Quel budget prévoir pour une Datsun 240Z en bon état en 2026 ?
Sur le marché français et européen, une Datsun 240Z saine et bien présentée se négocie souvent autour de 40 000 €. Les exemplaires en état concours dépassent régulièrement 60 000 €, tandis que les autos à reprendre peuvent se trouver moins cher mais exigent un budget carrosserie/mécanique qui rattrape vite l’écart.
La Datsun 240Z est-elle vraiment robuste pour rouler régulièrement ?
Oui, à condition d’un entretien sérieux. Le six-en-ligne Nissan à carburateurs est réputé solide, mais il demande un réglage propre (carburateurs, allumage) et un système de refroidissement irréprochable. La robustesse vient surtout d’une conception simple et d’une maintenance suivie, pas d’une immunité magique.
Quels sont les points de rouille les plus critiques sur une Datsun 240Z ?
Les zones structurelles sont prioritaires : bas de caisse, planchers, longerons, passages de roue, supports de cric et points d’ancrage des trains roulants. Une inspection sur pont est fortement recommandée avant achat, car une corrosion avancée dans ces secteurs peut engager des réparations lourdes.
Peut-on trouver facilement des pièces de Datsun 240Z en France ?

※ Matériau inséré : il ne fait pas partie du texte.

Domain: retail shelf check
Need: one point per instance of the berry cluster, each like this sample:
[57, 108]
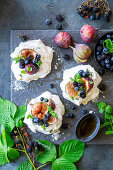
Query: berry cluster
[95, 9]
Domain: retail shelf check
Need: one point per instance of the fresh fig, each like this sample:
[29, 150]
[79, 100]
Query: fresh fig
[88, 33]
[63, 39]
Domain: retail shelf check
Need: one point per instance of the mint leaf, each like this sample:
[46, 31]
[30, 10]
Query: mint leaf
[49, 154]
[63, 164]
[29, 69]
[12, 153]
[71, 150]
[39, 63]
[51, 111]
[23, 72]
[26, 165]
[30, 116]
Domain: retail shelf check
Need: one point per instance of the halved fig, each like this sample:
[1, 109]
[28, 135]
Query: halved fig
[70, 89]
[88, 83]
[44, 108]
[51, 120]
[36, 108]
[52, 104]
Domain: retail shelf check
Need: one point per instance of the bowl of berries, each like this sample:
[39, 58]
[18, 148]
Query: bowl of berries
[104, 51]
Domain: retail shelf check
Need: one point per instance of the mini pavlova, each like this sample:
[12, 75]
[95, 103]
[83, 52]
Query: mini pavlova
[80, 83]
[31, 60]
[44, 113]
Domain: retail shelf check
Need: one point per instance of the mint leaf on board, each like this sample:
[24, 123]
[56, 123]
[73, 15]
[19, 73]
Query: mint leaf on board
[49, 154]
[71, 150]
[26, 165]
[39, 63]
[52, 112]
[12, 153]
[63, 164]
[7, 113]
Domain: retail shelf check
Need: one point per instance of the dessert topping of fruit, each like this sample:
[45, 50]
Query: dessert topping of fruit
[80, 85]
[28, 60]
[63, 39]
[43, 112]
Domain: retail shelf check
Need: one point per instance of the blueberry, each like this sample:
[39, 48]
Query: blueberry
[99, 48]
[41, 99]
[101, 72]
[106, 61]
[102, 87]
[59, 18]
[83, 111]
[51, 86]
[59, 27]
[46, 124]
[36, 120]
[83, 96]
[38, 56]
[77, 88]
[34, 61]
[84, 74]
[45, 119]
[46, 100]
[48, 21]
[103, 63]
[48, 114]
[97, 53]
[81, 72]
[73, 107]
[66, 57]
[108, 36]
[71, 115]
[75, 84]
[67, 115]
[21, 63]
[108, 66]
[65, 125]
[105, 50]
[92, 17]
[40, 122]
[26, 62]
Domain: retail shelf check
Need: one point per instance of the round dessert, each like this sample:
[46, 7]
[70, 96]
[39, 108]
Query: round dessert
[80, 83]
[31, 60]
[44, 113]
[104, 51]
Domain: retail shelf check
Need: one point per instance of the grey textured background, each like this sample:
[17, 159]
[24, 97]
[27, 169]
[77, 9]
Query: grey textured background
[31, 14]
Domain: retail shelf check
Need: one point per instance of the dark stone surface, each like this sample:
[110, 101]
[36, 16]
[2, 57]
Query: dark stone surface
[31, 14]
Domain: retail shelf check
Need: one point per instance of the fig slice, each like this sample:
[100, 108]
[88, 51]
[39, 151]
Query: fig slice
[52, 104]
[52, 120]
[70, 89]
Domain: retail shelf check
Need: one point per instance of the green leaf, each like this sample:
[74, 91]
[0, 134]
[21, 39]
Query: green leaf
[29, 69]
[51, 111]
[20, 113]
[26, 165]
[108, 109]
[3, 154]
[63, 164]
[30, 116]
[12, 153]
[71, 150]
[23, 72]
[7, 113]
[109, 132]
[39, 63]
[49, 153]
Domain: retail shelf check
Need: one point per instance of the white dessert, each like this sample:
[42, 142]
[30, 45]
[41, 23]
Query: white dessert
[93, 92]
[39, 47]
[59, 110]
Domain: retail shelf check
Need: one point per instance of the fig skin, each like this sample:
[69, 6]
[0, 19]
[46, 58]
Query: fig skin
[63, 39]
[88, 33]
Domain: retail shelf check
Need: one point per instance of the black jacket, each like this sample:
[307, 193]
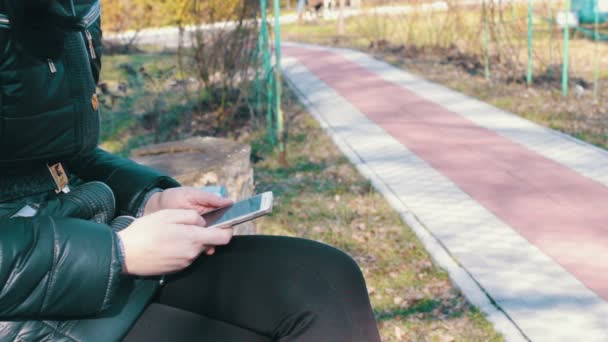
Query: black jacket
[60, 278]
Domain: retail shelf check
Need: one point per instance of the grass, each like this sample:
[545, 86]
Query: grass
[321, 196]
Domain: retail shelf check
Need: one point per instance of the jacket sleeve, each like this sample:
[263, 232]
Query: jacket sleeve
[56, 267]
[129, 181]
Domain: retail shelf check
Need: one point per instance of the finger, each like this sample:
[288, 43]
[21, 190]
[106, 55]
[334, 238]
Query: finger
[214, 236]
[211, 200]
[181, 216]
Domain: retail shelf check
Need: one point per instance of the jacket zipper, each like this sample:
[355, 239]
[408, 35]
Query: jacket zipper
[52, 66]
[91, 46]
[86, 21]
[4, 21]
[92, 15]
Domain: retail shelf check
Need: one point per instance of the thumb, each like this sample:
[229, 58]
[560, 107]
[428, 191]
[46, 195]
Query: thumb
[180, 216]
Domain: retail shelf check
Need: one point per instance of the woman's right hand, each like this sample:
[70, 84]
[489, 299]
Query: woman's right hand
[168, 241]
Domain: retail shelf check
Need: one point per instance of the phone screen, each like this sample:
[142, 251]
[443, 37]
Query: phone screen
[236, 210]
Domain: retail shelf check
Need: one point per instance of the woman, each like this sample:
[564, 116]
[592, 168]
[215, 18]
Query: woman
[70, 272]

Les stocks français existent mais restent limités. En revanche, le marché américain propose de nombreuses refabrications (carrosserie, trains roulants, consommables). Il faut intégrer les frais et délais d’importation, et s’appuyer sur un club ou un spécialiste pour éviter les mauvais choix de références.
Pourquoi la Datsun 240Z est-elle une alternative crédible aux icônes automobiles européennes ?
Parce qu’elle combine un design vintage cohérent, une vraie performance pour son époque (six-en-ligne, propulsion, 0-100 autour de 8 s), une utilisation relativement simple et un coût d’accès souvent inférieur à certaines GT européennes comparables. Elle offre une expérience de voiture sportive sans exiger le même niveau de mise en scène ni les mêmes complications.